The objective for decommissioning planning, is to obtain a radiological understanding of the involved installation. The characterization at this stage could be carried out by means of: (a) neutron activation calculations based on reactor design and neutron flux; (b) dose rate measurements; (c) in-situ gamma spectrometry; (d) sampling for determination of the scaling factors in activated and contaminated components.

Neutron activation calculations contains several uncertainties. These uncertainties are based on the input data - such as material data (composition and impurities), neutron flux and energy, nuclear data libraries - and on the methodology of the process and the simulation codes.

Taking into consideration all these modeling uncertainties, this work is focused on the development of a technique for validation of the calculations. A non-destructive gamma spectrometry technique by using MCNP6 simulations is under development for interpretation of the resulting gamma-ray spectra of the radionuclides in activated components. In particular, a spectrum will be produced, based on the activities of the main radionuclides in the activated component and the results of MCNP6 simulations. This spectrum will be compared with the experimental spectrum.

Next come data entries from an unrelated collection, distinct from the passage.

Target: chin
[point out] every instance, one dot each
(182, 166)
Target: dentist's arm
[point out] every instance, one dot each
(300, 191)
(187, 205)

Furthermore, the radiological characterization of activated components, which appeared with surface contamination, is essential for the decision making process during decommissioning. The cutting techniques to be followed in order to reduce the production of secondary waste and limit the doses to personnel and the selection of decontamination techniques should be based on accurate determination of the radionuclides inside the material and/ or in the surface contamination. The proposed method could also be helpful in this case. The activities inside and on the surface of the components could be determined by comparing the experimental spectrum with that produced by MCNP6 simulations, using the arisen activities from the scaling factors and the dose rate measurements.